November 8th, 2006 at 5:35 pm
Hi Richard,
I am just curious why you use market orders? I am trying to think of a reason but can not, it seems you are giving up alot on your entries and exits. Once you issue a market order, it is like free money to the mm.
Thanks!!
Glenn
November 8th, 2006 at 5:56 pm
Haven’t you asked me this before? When I’m bailing on a trade, I want to get filled no matter what. And, when I’m jumping into a trade, I want to get filled no matter what. I got filled going into this trade with an average basis of 27.03 as it broke out. When I clicked the button, the ask was 27.04, so it was a very good fill, despite the fact that some of the shares went for 27.07. Had I entered a limit order, I would have used maybe a 27.06 limit, to give it some room, and I may not have gotten completely filled. And, my order would have been in line behind the market orders.

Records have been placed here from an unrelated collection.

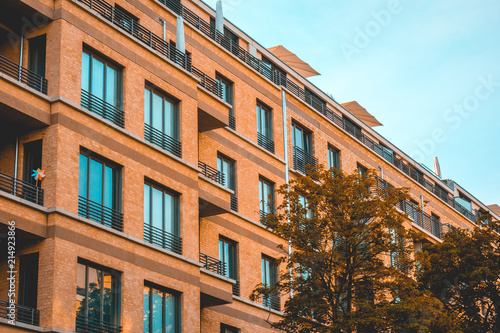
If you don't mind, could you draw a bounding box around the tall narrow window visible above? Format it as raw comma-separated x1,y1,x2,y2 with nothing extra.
28,34,47,77
259,178,274,218
257,103,274,154
219,237,238,280
76,260,121,333
217,154,238,212
292,124,318,174
143,285,181,333
328,146,340,170
17,252,39,326
215,74,236,130
82,50,124,127
78,151,123,231
144,87,182,157
261,256,280,311
144,184,182,254
23,140,42,186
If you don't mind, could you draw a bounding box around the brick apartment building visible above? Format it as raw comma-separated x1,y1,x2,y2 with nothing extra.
0,0,499,333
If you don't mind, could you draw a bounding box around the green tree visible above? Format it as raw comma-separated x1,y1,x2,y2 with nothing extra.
251,167,454,333
417,218,500,333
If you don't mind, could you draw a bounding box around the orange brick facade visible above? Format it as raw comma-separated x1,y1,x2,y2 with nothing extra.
0,0,496,333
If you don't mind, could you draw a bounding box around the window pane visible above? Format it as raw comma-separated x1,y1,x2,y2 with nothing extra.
144,89,151,125
164,100,177,139
103,166,114,208
87,267,102,320
152,289,163,333
90,58,104,99
105,66,120,107
76,264,87,316
102,272,114,323
82,52,90,91
151,93,163,132
142,286,151,333
78,154,88,198
151,187,163,230
144,184,151,224
165,294,177,333
89,159,103,204
165,193,177,235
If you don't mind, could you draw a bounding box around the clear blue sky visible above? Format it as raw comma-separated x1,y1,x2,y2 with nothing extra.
205,0,500,204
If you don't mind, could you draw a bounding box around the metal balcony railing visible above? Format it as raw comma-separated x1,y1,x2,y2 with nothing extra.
200,253,226,276
81,89,125,128
257,132,274,154
233,280,240,296
144,124,182,158
262,295,281,311
198,161,224,186
0,55,47,95
76,315,122,333
0,172,43,206
78,196,123,231
0,300,40,326
293,146,318,174
75,0,222,98
144,223,182,254
231,194,238,212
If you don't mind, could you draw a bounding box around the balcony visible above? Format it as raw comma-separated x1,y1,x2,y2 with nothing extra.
262,295,281,311
76,315,122,333
0,300,40,326
144,223,182,255
0,55,47,95
78,196,123,231
257,133,274,154
200,253,226,276
144,124,182,158
81,89,125,128
293,146,318,175
77,0,222,98
0,172,43,206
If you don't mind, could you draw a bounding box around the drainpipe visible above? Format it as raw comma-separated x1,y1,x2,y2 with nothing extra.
160,18,167,57
14,136,19,195
281,88,293,297
18,29,24,82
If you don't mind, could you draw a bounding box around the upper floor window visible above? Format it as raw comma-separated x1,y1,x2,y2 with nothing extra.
292,124,312,154
217,154,236,191
143,284,181,333
76,260,120,332
261,255,280,311
215,74,232,130
78,150,123,230
219,237,238,280
81,50,125,127
82,50,122,108
257,103,274,153
144,87,181,157
144,184,182,254
328,146,340,170
259,178,274,217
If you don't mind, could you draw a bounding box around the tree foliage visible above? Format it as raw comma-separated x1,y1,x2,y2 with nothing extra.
417,218,500,333
252,167,454,333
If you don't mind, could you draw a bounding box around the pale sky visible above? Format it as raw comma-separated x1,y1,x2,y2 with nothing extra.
201,0,500,205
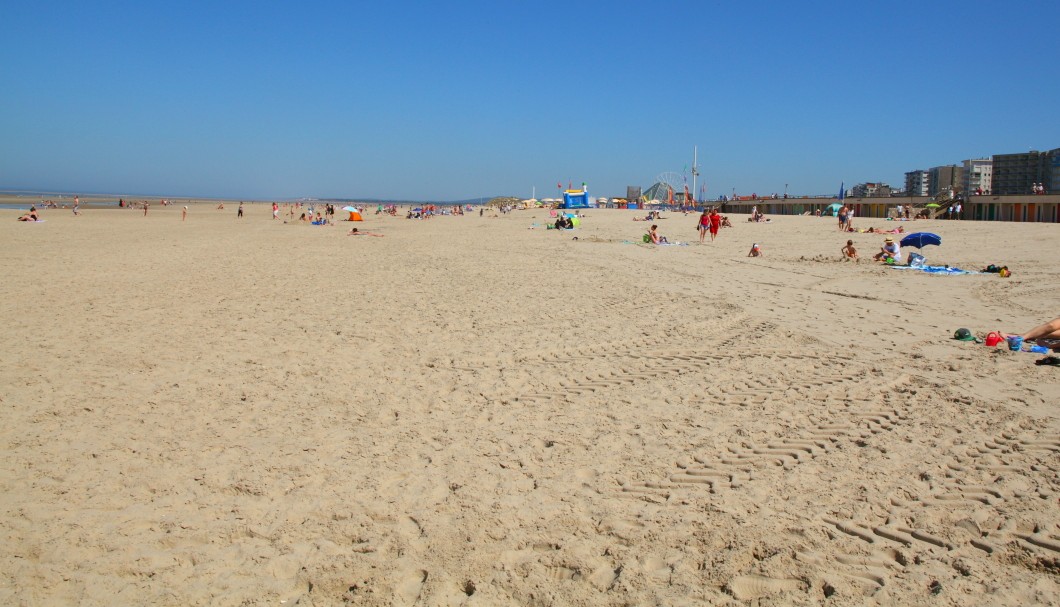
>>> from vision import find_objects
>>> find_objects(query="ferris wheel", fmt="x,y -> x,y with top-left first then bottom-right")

I used much more limit orders when I was picking tops and bottoms. Now that I primarily play breakouts, I don’t think limits are the best way for me to go. Sometimes I do get bad fills, but I don’t stress out over it.
November 8th, 2006 at 7:07 pm
I might have but could not recall, ok I see what you are saying, thanks for the insight!
November 8th, 2006 at 7:55 pm
you have to watch that deviant from TOTT :-)
November 8th, 2006 at 8:12 pm
I got one of those very sneaky spam recently as well which read:
“This blog posting was of great use in learning new information and also in exchanging our views. Thank you.” and had just one url in the author’s name field.
Took me a while to figure out this wasn’t legit.
Overall SpamKarma2 for Wordpress does a very good job at identifying spam and I hardly ever need to overrule it.
November 8th, 2006 at 9:15 pm
@Eyal, yeah, the one I got was a lot like that.